3) When’s the last time Castillo, now in office almost eight years, visited Northeast Oregon? Can’t remember, neither can we.

3) Finally, the truly tough question: Name one — just one — instance over the past eight years in which Castillo has used the bully pulpit provided by her office. Can’t name one, can you?

The fourth question isn’t as arbitrary as it might seem. The only conceivable reason to elect a superintendent of public instruction is to provide a platform for advocacy that might irritate the person who’d otherwise appoint her. Take away the pulpit, and the superintendent of public instruction is largely an elected bureaucrat.

Castillo does have priorities, of course. She supports early education programs, for instance, and greater spending on public schools. But she’d like to stick around for another four years, she told The Bulletin, largely to see through some unfinished business — namely, the full implementation of tougher diploma requirements for high school students.

Re-electing a capable educational bureaucrat isn’t necessarily a terrible thing — unless, of course, you consider the lost opportunity for educational leadership.
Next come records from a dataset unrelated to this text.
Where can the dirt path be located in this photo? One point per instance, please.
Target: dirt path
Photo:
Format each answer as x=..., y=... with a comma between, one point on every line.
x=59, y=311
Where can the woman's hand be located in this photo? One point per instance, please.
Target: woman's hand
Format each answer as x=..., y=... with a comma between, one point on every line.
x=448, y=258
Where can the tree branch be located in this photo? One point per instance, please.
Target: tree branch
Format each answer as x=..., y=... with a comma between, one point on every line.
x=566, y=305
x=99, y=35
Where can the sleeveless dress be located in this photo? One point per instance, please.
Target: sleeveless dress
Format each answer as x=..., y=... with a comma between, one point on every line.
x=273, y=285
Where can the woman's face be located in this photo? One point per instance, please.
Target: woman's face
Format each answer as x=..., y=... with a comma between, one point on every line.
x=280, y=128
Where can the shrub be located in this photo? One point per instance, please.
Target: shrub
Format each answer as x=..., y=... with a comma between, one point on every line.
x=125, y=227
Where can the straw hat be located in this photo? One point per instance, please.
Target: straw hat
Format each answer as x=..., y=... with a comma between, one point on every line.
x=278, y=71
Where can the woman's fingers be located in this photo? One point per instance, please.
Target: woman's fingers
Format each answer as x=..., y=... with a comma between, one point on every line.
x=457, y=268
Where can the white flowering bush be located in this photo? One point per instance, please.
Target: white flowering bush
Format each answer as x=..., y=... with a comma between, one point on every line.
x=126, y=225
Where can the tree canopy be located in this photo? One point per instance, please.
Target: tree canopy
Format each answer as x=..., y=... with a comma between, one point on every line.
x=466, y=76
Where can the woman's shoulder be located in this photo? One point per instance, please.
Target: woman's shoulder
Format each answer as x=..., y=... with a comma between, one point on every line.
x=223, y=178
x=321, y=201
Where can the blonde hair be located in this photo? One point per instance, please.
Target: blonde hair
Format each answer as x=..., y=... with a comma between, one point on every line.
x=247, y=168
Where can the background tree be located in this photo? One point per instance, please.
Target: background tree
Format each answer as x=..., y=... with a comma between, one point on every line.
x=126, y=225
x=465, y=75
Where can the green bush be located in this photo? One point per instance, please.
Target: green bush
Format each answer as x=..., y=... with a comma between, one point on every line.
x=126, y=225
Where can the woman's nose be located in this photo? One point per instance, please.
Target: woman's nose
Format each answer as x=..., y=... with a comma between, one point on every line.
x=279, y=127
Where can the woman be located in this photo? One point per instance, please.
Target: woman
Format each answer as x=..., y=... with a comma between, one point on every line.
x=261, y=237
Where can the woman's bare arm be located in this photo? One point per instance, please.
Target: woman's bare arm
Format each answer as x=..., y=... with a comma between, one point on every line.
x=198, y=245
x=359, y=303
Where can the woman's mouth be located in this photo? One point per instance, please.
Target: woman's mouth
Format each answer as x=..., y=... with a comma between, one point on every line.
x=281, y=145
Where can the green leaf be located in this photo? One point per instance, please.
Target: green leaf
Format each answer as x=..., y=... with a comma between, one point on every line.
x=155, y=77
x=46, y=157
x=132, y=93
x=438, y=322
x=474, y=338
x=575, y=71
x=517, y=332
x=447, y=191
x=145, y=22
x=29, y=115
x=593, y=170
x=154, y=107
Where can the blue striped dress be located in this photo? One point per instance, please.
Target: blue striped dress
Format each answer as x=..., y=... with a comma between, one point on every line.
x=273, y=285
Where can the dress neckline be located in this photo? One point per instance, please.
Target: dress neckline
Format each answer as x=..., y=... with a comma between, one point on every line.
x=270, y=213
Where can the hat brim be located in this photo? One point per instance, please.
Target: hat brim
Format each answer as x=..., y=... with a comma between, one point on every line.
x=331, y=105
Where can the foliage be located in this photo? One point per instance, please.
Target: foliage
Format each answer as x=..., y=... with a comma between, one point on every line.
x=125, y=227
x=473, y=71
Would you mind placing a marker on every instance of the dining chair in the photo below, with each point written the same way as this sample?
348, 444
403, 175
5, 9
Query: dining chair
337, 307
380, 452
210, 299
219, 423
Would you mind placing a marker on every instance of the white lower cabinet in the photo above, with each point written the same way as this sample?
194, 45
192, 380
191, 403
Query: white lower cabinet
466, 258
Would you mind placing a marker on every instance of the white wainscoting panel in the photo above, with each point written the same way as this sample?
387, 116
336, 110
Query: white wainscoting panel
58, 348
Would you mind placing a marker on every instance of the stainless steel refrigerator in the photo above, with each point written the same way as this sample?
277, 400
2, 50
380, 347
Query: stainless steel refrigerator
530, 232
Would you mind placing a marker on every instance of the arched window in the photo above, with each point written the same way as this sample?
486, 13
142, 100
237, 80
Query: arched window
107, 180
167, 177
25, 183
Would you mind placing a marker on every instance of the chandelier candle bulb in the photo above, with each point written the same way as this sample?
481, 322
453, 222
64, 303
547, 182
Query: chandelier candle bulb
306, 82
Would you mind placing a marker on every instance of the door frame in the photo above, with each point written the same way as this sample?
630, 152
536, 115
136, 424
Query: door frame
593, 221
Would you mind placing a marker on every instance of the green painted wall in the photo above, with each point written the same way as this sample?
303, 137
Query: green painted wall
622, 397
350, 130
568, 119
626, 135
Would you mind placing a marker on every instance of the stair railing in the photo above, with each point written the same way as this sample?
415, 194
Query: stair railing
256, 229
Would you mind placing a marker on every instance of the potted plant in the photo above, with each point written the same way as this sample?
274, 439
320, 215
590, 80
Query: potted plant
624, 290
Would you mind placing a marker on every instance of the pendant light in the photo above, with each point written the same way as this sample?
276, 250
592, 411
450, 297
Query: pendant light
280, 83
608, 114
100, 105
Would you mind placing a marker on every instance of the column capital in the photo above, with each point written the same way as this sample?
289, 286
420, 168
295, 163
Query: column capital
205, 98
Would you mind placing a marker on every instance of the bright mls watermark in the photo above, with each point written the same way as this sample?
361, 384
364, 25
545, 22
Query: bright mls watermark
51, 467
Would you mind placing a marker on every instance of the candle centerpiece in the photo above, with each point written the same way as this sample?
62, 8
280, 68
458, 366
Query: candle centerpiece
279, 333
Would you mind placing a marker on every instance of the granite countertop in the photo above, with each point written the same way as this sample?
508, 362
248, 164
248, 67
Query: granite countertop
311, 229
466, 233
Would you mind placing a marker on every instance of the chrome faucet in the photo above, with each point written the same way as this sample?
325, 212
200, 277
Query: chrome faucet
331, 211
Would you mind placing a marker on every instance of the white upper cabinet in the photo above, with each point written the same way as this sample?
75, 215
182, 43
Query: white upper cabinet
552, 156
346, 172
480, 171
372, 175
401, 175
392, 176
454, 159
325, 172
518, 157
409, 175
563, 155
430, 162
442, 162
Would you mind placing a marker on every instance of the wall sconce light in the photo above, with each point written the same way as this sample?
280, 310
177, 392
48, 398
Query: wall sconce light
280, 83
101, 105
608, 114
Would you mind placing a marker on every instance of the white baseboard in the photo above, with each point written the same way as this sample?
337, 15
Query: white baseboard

And, boy, does Oregon need leadership. Look no further than the scoring of the state’s Race to the Top application, which was rated one of the country’s worst. Among the Beaver State’s biggest problems, the reviewers indicated, is its regulatory and labor environment, which is about as conducive to educational innovation as the moon’s atmosphere is to human life.

Maurer doesn’t strike us as much of a tub-thumper, but he does argue that the state’s education superintendent should make greater use of the office’s bully pulpit than Castillo has. Just as importantly, his views on education are a lot closer than Castillo’s to the Obama administration’s reform agenda. Maurer, for instance, believes that teachers should be judged, at least in part, by how much their students learn.

Oregon collects a great deal of data tracking the academic growth of each student, for which Castillo claims some credit. But when The Bulletin asked her whether that data should be used in any way to assess teachers, she dodged the question: “I think that these are the conversations we’re having in Oregon.” And when we pushed on the issue: “I think that I am still trying to figure out whether that’s going to be a useful tool for us.” Her non-answers speak volumes.

Maurer also thinks the state has placed too much emphasis on assessment testing — to the point it’s costing students classroom time.  And he said he believes the state superintendent should be a frequent visitor to schools all around the state. We agree.

If you’d be excited by a federal initiative called “Race to the Status Quo,” be sure and vote for Castillo. Electing Maurer won’t shake the foundations of Oregon’s reactionary education establishment. The office is, after all, a largely bureaucratic position that comes with a modest pulpit, for which reason it should be filled by appointment. But Maurer, a legislator with a doctorate in education, is certainly qualified for the nuts-and-bolts aspects of the job. And to the extent he uses the pulpit, he’s far more likely than Castillo to support the innovative policies that Oregon so badly needs.

It’s time for a change in the state superintendent’s office. Ron Maurer is well suited for the position. Vote Maurer in the May 18 primary election.